Desde que voltara, 070794 não se sentia mais como uma criança normal. Nada parecia ser tão interessante quanto antes, até mesmo os seus poderes lhe pareciam entediantes – antes se divertia tanto fazendo objetos flutuarem, agora tal ação apenas lhe proporcionava sono – ou perigosos demais.

Sentia falta de 201195, mas ninguém tinha permissão de lhe contar o que havia acontecido com o garoto de cabelos loiros, o que fazia a criança pensar que o amigo não resistira aos ferimentos e acabara vindo a óbito – ao menos era isso que os médicos lhe disseram sobre os pais de seu amigo, que eles não resistiram aos ferimentos que havia causado.

Desde que acordara, não vira seus pais uma única vez.
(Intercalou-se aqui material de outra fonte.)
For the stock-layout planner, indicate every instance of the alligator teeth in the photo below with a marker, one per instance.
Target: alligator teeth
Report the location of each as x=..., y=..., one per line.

Não sentia falta deles, mas ao menos os dois adultos lhe proporcionariam rostos conhecidos no meio de tantas pessoas desconhecidas, o que seria um tanto reconfortante para si. Em todos os seus sete anos, apenas tinha afeição por três pessoas – seus pais e 201195 – e nenhuma delas se encontrava presente nessa nova fase de sua vida.
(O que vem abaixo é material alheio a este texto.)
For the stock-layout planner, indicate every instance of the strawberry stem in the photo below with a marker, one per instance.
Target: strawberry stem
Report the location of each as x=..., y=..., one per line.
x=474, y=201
Ficava trancafiado naquele pequeno quarto acinzentado grande parte do dia, saindo apenas para fazer alguns exames de rotina – e outros nem tanto. Tudo ficava dentro de um enorme complexo, e por conta disso não via a luz solar desde aquele dia. Corredores bem iluminados ligavam seu quarto até as mais diversas salas nas quais fazia desde exames de sangue até ressonâncias.

070794 não tinha mais uma vida, muito menos livre arbítrio, ele não passava de um misero rato de laboratório. Porém, ele não se importava com aquilo. Não tinha para onde fugir, e nem um motivo para fugir dali, quem lhe garantia que teria uma boa vida fora daquelas paredes? Quem lhe garantia que não o encontrariam depois? Ao menos ali tinha algum propósito, fora dali não tinha tanta certeza.

Ouvira de um dos médicos que o governo o tinha como criança prodígio por conseguir usufruir tão bem dos poderes que lhe foram dados através das diversas mudanças genéticas causadas durante sua gestação. Não concordava com aquela ideia, afinal, fora a falta de controle que gerara todos aqueles problemas.

Entretanto, 070794 não se arrependia do que havia feito de fato. Faria tudo de novo se tivesse a oportunidade, só mudaria o fato de não ter conseguido salvar seu amigo, mas tirando isso, faria tudo igual. Não sentia pena de ter explodido a cabeça dos pais de 201195, nunca gostara deles, então em sua mente não se tratava de uma grande perda no final das contas.

Porém, estaria mentindo se dissesse que aquela situação não ocupava um espaço especial de sua mente, afinal, aquela cena nunca seria apagada de sua memória. Matou os pais do amigo, sem nem mesmo se aperceber, e estranhava o fato de aquilo não produzir a quantidade de sentimentos negativos que esperava que produzisse.

Quando via os heróis das histórias que se passavam na televisão portátil de seus pais matarem alguém, eles nunca pareciam gostar de ter matado, sempre tinham pesadelos a respeito e até mesmo visões enquanto estavam acordados. Os que não sentiam nada quando matavam alguém eram os vilões.

Será que ele era o vilão de sua história?

Não seria chamado de criança prodígio pelo governo se fosse alguém do mal, mas se fosse do bem também não precisaria ficar trancafiado dentro de um quarto que mais parecia uma cela, sem qualquer contato com o mundo exterior.

070794 não queria ser visto como vilão, muito menos como uma criança má. Queria apenas ser uma criança normal, brincando com seus brinquedos no quintal de sua casa junto a 201195. Queria ser o cara bonzinho que sempre se dá bem nos filmes, aquele que sempre acaba feliz e ao lado de quem ama.

E sem nem mesmo perceber, começou a chorar.

Não queria aquela vida para si, não queria continuar preso dentro daquele quarto de paredes acinzentadas – que mesmo tendo tudo que tinha em seu antigo quarto, não chegava nem aos pés do conforto que sentia dentro de sua própria casa – e sem vidas, sendo observado pelas câmeras presas nas quinas das paredes.

Queria seus pais, sua vida de volta.

E o mais importante, e a única coisa que realmente nunca mais veria, queria sua televisão portátil de volta.